Additionally, if a bundled payment rate is inadequate to appropriately reimburse hospitals and other providers for the cost of acquiring the drug or biological, the providers may end up financially underwater when they “buy and bill” the therapy. This may disincentivize them from stocking the therapy, particularly in the case of providers less able to bear financial losses. There are proactive steps that companies can take to mitigate these risks, but they require careful planning – ideally, prior to market launch.

3. What is the supply chain, and how will intermediaries approach coverage and pricing?

The landscape of supply chain intermediaries differs for physician-administered drugs, as compared to self-administered drugs. The drug pricing and market access strategy should take into account the particular intermediaries at issue. For instance, in the case of self-administered drugs, pharmacy benefit managers (PBMs) negotiate on behalf of insurers to obtain manufacturer rebates in exchange for insurers' preferential coverage of a drug. A manufacturer of a drug in a competitive therapeutic class often must offer competitive rebates in order to secure coverage of its therapy on Medicare Part D plan formularies, since Part D plan sponsors are not required to cover all drugs in most therapeutic classes. PBMs, in turn, have business incentives to prefer drugs with certain pricing structures.

Physician-administered drugs covered under the Medicare Part B benefit may not be subject to these same pressures. Historically, Part B drugs have been subject to fairly broad coverage under the Medicare program. Group purchasing organizations and other intermediaries play a pivotal role in ensuring access to physician-administered drugs, and they have their own set of business incentives that should be carefully considered.

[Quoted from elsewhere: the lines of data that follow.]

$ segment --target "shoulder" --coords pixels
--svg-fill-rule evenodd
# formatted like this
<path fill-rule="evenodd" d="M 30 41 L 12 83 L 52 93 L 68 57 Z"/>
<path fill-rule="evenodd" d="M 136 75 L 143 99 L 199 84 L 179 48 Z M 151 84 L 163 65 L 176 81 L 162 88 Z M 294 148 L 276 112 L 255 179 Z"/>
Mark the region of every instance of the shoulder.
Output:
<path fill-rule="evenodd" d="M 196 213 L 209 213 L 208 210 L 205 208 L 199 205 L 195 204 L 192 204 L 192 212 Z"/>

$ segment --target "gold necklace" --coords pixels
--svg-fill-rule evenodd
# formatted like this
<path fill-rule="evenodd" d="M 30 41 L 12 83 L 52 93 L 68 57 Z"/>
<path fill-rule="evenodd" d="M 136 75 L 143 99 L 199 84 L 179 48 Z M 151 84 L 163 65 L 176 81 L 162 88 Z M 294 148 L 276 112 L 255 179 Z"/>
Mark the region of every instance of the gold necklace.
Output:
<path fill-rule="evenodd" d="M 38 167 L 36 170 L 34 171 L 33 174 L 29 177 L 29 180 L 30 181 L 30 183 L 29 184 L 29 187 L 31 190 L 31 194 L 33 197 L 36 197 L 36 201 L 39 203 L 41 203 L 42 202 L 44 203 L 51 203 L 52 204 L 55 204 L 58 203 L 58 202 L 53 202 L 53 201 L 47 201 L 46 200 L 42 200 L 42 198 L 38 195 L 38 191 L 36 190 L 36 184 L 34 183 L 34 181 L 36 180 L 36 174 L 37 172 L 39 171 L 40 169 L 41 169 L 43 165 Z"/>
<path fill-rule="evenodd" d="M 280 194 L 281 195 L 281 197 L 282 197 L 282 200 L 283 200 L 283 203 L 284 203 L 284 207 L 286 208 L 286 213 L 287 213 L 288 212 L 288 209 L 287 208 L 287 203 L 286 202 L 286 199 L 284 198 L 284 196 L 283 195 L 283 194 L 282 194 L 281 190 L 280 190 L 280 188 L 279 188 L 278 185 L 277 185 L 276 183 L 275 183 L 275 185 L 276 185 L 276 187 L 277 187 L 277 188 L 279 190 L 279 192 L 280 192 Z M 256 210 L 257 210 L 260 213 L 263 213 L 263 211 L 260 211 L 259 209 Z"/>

The Medicare market dynamics, while not binding on commercial insurers, can heavily influence commercial insurers' approaches to coverage of therapies, so these dynamics merit careful consideration as part of a broader market access strategy.

4. What is the market access strategy for drugs with more than one possible indication?

Many breakthrough therapies are undergoing clinical trials for multiple possible indications. Where that is the case, it is important to consider market access and pricing on an indication-by-indication basis. For instance, if the Food and Drug Administration approves multiple indications for a single drug product over time, there is a risk that the first-approved indication will limit the market access and pricing strategy for all later-in-time indications. This can limit the profitability of later-approved indications of the therapy. With care and close counsel, these risks may be mitigated, allowing for successful launches of drugs of the next decade.